Quant à la sainte pauvreté, non seulement il la pratiquait
comme tout son monde, mais même il en donnait l'exemple, car c'était
une des vertus qu'il pratiquait avec le plus d'amour et de zèle.
CHAPITRE X
Saint Malachie devient archevêque ou primat d'Irlande.
19. Cependant l'archevêque Celse, qui avait ordonné Malachie
diacre et prêtre, et l'avait sacré évêque, se
voyant malade à l'extrémité, déclara, par une
espèce de testament, qu'il n'y avait que Malachie qui dût
lui succéder, et qu'il n'en connaissait point de plus digne de monter
sur le premier siège archiépiscopal d'Irlande. Il le dit
à tous ceux qui étaient présents à ses derniers
moments, le fit savoir aux absents et recommanda, en particulier ce choix
aux deux rois de Munster, et à tout ce qu'il y avait de gens influents
dans le pays, au nom même de saint Patrice. Par un sentiment de vénération
et de respect pour ce saint qui est regardé comme l'apôtre
de toute sa nation, car c'est lui qui a converti toute l'Irlande à
la foi, l'église d'Armagh qu'il a gouvernée pendant sa vie
et où il repose depuis sa mort, a été, dès
le principe, en tel honneur aux yeux de tous les Irlandais, que, non seulement
les évêques, les prêtres, et généralement
tout le clergé du pays, mais aussi les princes et les rois de cette
île sont soumis en toute obéissance au métropolitain
d'Armagh, et le considèrent comme étant placé au-dessus
d'eux tous. Mais par suite d'une détestable coutume introduite par
l'ambition diabolique de certains seigneurs, et depuis longtemps invétérée,
ce siège était devenu héréditaire dans une
tribu et une famille particulière dont les seuls membres pouvaient
l'occuper. Ce mal datait même de si loin qu'il s'était écoulé
quinze générations depuis que les choses se passaient ainsi.

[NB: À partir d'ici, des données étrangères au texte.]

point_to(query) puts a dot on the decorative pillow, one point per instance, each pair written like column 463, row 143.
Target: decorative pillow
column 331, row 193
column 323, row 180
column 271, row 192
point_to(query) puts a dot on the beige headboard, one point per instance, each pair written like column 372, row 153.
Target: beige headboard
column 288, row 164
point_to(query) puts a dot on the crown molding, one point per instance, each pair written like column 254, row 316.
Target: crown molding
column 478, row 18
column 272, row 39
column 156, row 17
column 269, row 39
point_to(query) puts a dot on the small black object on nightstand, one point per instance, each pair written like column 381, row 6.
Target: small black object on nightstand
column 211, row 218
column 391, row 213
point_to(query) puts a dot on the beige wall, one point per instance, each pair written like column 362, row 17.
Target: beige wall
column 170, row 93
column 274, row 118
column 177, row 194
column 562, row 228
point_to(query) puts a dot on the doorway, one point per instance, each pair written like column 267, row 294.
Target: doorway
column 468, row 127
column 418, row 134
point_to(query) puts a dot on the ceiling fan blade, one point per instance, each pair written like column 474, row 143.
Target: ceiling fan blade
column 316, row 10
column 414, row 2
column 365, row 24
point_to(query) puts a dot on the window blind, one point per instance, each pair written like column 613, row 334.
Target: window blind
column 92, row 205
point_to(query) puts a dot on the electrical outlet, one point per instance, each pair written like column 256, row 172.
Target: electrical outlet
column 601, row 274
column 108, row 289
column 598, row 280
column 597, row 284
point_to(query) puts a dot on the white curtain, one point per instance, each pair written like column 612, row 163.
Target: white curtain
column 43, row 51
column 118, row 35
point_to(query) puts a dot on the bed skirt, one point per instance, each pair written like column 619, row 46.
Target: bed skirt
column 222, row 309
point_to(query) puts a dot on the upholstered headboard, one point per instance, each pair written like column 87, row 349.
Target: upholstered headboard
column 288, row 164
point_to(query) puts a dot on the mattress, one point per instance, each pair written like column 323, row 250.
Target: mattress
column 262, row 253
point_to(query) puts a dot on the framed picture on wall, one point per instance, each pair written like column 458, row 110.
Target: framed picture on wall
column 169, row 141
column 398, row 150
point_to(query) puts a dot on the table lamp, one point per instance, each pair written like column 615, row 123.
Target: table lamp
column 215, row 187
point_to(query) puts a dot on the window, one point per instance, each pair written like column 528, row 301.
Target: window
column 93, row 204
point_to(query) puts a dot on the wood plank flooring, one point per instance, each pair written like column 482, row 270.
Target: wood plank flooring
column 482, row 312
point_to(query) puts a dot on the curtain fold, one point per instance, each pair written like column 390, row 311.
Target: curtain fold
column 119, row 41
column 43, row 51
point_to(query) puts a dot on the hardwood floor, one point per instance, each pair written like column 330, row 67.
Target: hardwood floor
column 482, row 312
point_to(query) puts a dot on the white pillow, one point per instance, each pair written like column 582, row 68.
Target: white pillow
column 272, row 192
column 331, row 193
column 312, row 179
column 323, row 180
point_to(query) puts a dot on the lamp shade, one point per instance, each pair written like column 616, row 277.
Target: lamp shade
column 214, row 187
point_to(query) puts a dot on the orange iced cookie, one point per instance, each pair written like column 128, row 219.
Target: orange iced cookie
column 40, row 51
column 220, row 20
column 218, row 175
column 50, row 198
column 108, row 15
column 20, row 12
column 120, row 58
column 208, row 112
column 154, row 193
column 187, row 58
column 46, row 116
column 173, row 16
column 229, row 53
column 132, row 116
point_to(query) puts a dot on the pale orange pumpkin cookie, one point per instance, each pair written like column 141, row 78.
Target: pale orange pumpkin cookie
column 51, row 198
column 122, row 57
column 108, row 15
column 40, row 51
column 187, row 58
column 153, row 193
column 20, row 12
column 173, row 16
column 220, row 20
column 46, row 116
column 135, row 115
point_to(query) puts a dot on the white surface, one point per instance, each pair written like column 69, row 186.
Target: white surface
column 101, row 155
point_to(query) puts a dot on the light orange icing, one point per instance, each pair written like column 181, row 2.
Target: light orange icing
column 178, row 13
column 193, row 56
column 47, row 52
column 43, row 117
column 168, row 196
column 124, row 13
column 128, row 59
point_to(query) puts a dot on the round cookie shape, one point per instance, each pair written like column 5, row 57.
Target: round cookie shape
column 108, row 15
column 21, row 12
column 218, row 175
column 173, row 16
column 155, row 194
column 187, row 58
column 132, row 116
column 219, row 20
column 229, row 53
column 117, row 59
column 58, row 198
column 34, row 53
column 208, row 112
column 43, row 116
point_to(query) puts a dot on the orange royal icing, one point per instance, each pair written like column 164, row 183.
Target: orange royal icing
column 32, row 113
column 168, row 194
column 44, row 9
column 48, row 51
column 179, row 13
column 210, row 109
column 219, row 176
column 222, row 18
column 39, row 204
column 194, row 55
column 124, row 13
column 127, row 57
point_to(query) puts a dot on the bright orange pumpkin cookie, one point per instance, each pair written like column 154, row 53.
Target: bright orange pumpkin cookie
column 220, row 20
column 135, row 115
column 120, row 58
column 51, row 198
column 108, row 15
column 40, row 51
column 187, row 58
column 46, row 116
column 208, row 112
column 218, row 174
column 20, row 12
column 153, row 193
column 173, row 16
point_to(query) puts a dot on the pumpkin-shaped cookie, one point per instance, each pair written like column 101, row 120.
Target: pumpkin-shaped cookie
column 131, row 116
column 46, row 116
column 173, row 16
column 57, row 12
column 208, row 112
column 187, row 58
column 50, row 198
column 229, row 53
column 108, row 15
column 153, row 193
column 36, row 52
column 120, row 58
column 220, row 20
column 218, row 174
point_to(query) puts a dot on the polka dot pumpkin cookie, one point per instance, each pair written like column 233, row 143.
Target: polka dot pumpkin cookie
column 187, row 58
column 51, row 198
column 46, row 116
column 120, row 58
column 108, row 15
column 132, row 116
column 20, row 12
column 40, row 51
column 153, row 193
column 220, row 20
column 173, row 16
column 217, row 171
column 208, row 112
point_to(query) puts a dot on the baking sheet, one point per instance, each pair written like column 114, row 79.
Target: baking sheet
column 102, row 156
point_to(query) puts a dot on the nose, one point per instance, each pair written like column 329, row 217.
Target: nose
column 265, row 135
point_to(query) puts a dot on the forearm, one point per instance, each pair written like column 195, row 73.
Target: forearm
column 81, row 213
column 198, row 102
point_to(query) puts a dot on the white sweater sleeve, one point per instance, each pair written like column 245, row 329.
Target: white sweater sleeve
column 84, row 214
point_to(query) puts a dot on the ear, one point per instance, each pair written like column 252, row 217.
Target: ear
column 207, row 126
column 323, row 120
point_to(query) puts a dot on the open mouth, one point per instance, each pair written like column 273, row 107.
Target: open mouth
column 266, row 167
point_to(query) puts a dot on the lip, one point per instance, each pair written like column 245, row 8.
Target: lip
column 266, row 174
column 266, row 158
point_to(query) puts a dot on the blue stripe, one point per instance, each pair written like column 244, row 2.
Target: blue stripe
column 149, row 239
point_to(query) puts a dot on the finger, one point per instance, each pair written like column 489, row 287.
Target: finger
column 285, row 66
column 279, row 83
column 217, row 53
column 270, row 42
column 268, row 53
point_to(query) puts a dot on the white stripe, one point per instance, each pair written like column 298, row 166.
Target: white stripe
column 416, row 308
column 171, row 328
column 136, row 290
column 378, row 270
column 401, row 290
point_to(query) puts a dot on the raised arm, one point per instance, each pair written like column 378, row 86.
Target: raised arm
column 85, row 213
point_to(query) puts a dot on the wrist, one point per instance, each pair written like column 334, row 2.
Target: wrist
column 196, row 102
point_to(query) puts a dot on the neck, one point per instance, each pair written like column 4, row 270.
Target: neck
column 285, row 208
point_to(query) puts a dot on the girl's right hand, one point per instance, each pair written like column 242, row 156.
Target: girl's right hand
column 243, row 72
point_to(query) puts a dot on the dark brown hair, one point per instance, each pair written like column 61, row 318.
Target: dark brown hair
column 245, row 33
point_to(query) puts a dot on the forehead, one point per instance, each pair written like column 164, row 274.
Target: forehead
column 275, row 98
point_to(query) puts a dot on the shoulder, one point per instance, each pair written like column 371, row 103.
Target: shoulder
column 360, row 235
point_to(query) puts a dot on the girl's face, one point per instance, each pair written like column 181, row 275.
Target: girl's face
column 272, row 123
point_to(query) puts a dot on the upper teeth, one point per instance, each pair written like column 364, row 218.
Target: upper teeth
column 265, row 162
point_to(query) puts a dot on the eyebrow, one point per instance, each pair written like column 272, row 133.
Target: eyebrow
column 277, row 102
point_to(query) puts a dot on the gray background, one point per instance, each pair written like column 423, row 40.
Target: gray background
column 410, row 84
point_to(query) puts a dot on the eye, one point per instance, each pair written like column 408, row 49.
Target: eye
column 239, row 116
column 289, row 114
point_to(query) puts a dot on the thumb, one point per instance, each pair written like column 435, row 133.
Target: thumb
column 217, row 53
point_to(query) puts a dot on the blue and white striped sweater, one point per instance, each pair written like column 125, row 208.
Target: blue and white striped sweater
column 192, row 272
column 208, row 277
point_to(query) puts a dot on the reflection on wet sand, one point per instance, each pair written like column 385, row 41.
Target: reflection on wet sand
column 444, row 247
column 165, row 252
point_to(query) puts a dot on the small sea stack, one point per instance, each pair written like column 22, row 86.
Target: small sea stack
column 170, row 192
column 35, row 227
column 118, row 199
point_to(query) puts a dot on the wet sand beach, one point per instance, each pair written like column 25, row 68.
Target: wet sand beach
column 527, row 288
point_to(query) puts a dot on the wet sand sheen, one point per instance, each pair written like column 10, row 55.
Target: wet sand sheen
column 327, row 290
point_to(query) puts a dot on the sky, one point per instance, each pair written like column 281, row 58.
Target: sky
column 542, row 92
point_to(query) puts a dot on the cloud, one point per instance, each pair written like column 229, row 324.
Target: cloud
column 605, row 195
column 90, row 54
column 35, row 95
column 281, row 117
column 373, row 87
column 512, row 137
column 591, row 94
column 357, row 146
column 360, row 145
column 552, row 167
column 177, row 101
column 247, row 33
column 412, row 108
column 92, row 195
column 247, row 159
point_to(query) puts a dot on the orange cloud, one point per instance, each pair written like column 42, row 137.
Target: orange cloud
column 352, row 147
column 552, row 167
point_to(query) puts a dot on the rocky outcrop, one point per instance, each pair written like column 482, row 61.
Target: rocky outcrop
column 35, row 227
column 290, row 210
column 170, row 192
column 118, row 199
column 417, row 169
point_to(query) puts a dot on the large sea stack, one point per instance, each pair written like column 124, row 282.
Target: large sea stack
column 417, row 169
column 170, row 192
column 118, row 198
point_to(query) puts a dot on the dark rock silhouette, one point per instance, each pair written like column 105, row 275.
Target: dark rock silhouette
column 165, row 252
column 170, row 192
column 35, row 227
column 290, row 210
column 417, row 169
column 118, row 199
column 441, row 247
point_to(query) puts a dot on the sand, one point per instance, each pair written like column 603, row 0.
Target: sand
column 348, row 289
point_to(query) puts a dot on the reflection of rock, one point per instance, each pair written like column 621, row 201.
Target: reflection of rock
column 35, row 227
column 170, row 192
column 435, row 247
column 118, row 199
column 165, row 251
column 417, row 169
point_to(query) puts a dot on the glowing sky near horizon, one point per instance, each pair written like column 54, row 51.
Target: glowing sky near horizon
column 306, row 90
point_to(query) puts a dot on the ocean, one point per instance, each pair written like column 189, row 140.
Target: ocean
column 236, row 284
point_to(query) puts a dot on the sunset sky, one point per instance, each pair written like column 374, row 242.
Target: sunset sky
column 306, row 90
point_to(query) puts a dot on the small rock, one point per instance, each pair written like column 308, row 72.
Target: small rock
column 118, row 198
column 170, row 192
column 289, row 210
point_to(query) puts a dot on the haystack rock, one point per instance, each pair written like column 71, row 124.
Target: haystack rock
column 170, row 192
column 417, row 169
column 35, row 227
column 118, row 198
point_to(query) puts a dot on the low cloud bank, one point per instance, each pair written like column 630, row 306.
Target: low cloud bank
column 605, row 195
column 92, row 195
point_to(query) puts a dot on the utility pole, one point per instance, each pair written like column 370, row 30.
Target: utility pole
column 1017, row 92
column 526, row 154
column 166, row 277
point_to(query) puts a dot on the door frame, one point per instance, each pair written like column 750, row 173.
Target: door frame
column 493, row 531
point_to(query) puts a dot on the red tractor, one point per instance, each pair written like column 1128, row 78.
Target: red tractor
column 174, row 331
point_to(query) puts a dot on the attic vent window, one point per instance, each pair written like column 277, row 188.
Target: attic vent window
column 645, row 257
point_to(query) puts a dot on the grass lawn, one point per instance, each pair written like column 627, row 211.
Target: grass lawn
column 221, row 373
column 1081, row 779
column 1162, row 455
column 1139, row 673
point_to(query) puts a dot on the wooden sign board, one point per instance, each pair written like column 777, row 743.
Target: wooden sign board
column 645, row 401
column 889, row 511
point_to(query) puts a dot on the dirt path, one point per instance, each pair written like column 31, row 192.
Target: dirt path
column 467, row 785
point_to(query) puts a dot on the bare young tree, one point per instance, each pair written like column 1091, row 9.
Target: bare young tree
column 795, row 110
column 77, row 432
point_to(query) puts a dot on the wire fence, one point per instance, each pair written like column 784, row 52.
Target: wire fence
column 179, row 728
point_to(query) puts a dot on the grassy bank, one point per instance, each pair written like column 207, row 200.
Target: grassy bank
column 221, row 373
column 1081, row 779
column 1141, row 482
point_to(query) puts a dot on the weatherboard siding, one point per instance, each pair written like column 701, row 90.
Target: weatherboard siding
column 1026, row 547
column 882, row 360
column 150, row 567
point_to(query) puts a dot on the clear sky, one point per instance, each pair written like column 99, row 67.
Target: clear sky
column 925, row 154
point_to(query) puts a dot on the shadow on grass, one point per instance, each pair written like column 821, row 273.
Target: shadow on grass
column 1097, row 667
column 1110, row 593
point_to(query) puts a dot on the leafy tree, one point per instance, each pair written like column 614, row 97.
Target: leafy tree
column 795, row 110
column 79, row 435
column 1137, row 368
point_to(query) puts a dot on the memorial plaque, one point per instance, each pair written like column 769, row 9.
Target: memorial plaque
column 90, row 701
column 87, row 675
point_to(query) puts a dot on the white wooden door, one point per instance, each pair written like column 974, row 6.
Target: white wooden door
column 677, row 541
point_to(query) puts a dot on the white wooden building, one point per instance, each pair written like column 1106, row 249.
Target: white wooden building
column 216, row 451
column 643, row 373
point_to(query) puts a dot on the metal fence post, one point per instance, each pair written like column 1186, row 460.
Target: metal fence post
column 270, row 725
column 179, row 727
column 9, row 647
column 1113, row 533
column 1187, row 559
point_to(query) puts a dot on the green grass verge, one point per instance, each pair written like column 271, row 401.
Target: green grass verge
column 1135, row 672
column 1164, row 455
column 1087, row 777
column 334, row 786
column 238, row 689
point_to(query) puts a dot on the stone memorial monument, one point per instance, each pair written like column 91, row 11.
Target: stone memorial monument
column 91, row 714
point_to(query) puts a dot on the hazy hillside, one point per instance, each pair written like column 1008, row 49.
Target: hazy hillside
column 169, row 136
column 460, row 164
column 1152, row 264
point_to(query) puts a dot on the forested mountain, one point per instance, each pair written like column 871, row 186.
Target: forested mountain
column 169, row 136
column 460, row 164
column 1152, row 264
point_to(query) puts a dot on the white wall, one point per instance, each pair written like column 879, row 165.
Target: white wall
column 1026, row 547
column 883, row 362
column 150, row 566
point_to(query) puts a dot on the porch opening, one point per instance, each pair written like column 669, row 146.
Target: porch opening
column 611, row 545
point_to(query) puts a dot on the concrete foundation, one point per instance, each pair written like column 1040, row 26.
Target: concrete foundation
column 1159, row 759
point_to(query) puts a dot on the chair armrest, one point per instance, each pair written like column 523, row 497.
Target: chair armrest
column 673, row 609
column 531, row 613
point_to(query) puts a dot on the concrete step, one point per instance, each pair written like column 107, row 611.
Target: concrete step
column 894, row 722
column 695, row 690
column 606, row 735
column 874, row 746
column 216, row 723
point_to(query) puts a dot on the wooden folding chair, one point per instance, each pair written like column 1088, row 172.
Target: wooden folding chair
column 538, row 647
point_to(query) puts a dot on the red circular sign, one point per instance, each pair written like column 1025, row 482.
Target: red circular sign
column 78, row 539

Ce droit pervers ou plutôt cette iniquité digne de tout genre
de mort, avait poussé de telles racines par les soins de cette famille
corrompue et adultère qu'il est arrivé plusieurs fois que,
n'ayant pas même un seul clerc de son sang, elle n'en donnât
pas moins un évêque à l'église d'Armagh, en
sorte qu'avant l'épiscopat de Celse, il y avait eu huit évêques
de cette maison qui étaient mariés et n'avaient point reçu
les ordres; il est vrai qu'ils étaient versés dans la connaissance
des belles lettres. Cet abus avait causé dans toute l'Irlande la
ruine de la discipline ecclésiastique dont nous avons parlé
plus haut, et l'anéantissement de toute morale et de toute religion.
C'est aussi ce qui fut cause qu'on vit succéder partout à
la douceur des mœurs chrétiennes, la plus cruelle barbarie et le
paganisme même renaître au milieu de populations qui n'étaient
chrétiennes que de nom. Les archevêques de ces pays, par une
entreprise inouïe à toute l'église, s'attribuaient le.
pouvoir de changer comme bon leur semblait, et même de multiplier
les évêques sans sujet, en sorte qu'un évêché
au lieu d'un seul évêque qu'il devait avoir, en avait quelquefois
presque autant qu'il se trouvait de paroisses. Il ne faut pas s'en étonner;
car comment les membres d'un corps dont la tête était si malade,
se seraient-ils bien portés?
20. C'était parce qu'il gémissait profondément
sur de pareils abus que Celse, qui était un homme de bien et craignant
Dieu, fit tout ce qu'il put pour que Malachie lui succédât;
il espérait qu'il remédierait au mal qui était depuis
si longtemps enraciné dans la succession qu'il lui laissait; car
il savait que non seulement tout le monde le chérissait et le prenait
pour modèle, mais encore que le Seigneur était avec lui.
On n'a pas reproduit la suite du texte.